Microscopic insight into the ion aggregation characteristics in aqueous MgCl2 and MgCl2–LiCl solutions: Implications for Mg2+/Li+ separation

The ion aggregation trend for nucleation in MgCl2 and MgCl2–LiCl solutions has been investigated by density functional theory (DFT) and molecular dynamics (MD) simulations. The DFT results show that the solvent-separated Mg2+–Cl− conformers of the mixed LiCl·MgCl2·7H2O clusters are more stable than their contact-associated Mg2+–Cl− isomers in the dilute MgCl2–LiCl aqueous solution. The contact-associated Mg2+−Cl− structures become dominant in the concentrated MgCl2 and MgCl2–LiCl solutions, while the Cl− ions can be more frequently found in the second shell than in the first shell of the Mg2+ ions. The aggregation characteristics indicate that the solvent-separated Mg2+–Cl− association is more likely correlated to the aggregation process for nucleation in MgCl2 and MgCl2–LiCl solutions, whereas the contact-associated Mg2+–Cl− structures may be correlated to the supersaturation of the MgCl2 aqueous solution or MgCl2–LiCl brines.

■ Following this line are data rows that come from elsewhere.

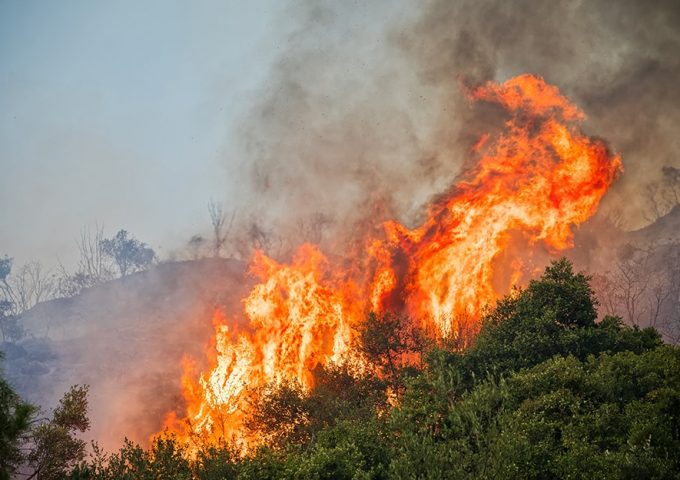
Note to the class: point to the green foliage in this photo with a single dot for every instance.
(55, 450)
(545, 392)
(287, 416)
(15, 419)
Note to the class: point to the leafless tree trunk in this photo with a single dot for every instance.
(220, 232)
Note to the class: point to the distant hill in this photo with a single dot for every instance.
(664, 229)
(124, 338)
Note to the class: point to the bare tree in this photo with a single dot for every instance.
(661, 197)
(31, 285)
(311, 230)
(94, 266)
(644, 288)
(129, 254)
(220, 232)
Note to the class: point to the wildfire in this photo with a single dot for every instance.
(533, 181)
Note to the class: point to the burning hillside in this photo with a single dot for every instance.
(530, 184)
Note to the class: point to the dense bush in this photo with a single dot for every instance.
(545, 392)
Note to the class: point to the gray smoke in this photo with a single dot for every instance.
(365, 104)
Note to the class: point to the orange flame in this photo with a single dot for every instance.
(536, 179)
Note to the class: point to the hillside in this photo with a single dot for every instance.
(125, 339)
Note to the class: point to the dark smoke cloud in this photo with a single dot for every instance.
(365, 102)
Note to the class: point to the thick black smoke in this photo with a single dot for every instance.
(365, 104)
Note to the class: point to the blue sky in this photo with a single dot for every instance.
(120, 113)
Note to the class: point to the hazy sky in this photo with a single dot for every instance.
(135, 113)
(118, 113)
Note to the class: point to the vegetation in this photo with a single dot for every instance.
(546, 391)
(34, 446)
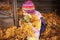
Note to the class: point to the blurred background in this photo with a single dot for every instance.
(50, 10)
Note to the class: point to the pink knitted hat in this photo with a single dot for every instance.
(28, 5)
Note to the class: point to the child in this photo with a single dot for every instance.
(32, 17)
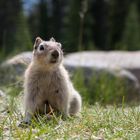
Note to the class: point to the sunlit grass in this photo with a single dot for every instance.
(108, 122)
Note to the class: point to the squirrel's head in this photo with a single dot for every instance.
(47, 52)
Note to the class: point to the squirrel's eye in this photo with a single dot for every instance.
(35, 47)
(41, 48)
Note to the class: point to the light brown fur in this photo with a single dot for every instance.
(47, 82)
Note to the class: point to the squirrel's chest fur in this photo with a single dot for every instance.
(45, 85)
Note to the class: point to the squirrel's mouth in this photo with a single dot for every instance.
(53, 61)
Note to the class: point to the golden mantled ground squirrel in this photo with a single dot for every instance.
(47, 82)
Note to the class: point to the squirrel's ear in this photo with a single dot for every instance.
(59, 45)
(52, 39)
(38, 40)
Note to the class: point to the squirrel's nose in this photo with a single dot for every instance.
(41, 48)
(55, 54)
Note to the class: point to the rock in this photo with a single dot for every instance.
(111, 60)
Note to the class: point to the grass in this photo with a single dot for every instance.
(107, 122)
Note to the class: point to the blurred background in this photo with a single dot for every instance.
(77, 24)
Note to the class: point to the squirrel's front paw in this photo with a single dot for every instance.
(24, 124)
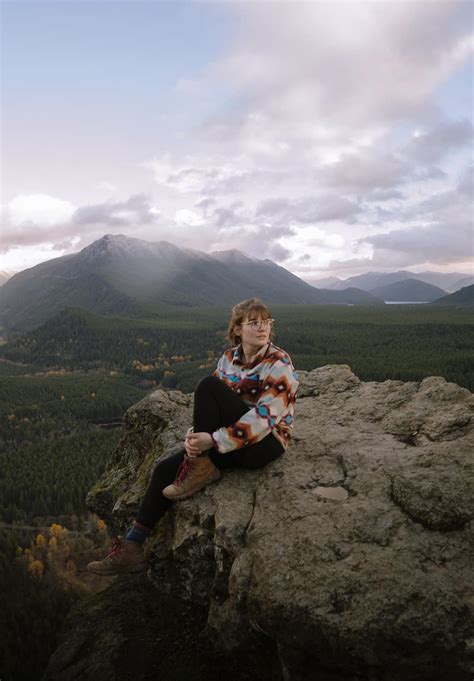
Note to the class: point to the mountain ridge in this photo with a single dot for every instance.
(117, 273)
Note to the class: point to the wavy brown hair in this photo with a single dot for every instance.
(241, 312)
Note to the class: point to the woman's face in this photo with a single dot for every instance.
(254, 331)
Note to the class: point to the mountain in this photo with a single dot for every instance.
(447, 281)
(328, 282)
(5, 276)
(409, 290)
(464, 297)
(121, 275)
(461, 283)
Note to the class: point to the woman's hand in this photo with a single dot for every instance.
(195, 443)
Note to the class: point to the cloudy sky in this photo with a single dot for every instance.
(332, 137)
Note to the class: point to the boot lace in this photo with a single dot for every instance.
(115, 548)
(183, 470)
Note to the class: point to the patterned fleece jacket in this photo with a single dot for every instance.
(268, 387)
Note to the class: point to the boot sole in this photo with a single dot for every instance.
(186, 495)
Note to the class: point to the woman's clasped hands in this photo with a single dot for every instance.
(195, 443)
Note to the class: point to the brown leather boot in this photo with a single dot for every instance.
(125, 557)
(194, 473)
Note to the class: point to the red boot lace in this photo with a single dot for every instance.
(115, 548)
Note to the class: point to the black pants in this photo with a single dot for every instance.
(215, 405)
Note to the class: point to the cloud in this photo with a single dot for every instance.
(347, 63)
(324, 208)
(137, 210)
(436, 243)
(432, 146)
(40, 210)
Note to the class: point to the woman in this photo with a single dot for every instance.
(243, 417)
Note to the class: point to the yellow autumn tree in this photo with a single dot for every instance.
(36, 568)
(40, 541)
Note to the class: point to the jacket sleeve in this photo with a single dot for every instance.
(217, 370)
(277, 397)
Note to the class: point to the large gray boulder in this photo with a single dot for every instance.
(351, 557)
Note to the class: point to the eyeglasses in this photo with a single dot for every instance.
(257, 323)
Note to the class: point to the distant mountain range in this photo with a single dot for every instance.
(409, 290)
(448, 282)
(121, 275)
(5, 276)
(463, 297)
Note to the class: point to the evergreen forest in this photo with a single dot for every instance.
(65, 386)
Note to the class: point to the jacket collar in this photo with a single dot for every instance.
(238, 355)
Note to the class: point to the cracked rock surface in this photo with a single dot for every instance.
(350, 557)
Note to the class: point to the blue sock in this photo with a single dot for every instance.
(138, 533)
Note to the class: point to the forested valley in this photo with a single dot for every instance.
(65, 386)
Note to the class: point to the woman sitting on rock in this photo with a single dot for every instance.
(243, 417)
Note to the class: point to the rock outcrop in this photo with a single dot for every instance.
(350, 557)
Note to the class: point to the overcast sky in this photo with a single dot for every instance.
(332, 137)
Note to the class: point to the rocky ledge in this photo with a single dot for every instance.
(350, 558)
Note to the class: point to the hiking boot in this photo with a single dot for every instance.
(194, 473)
(125, 557)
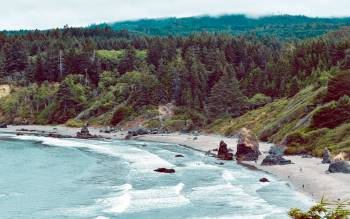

The evolution of the clusters shows that the solvent-separated Mg2+–Cl− mixed clusters can markedly enlarge, while this is not the case for contact associated Mg2+–Cl− mixed clusters during the simulation. The MD simulations reveal that the trends of solvent-separated Mg2+–Cl− association and contact Li+–Cl− association around Mg2+ ions become synchronized in MgCl2–LiCl brines with a low Mg/Li ratio, in which LiCl·MgCl2·7H2O double salt can be formed.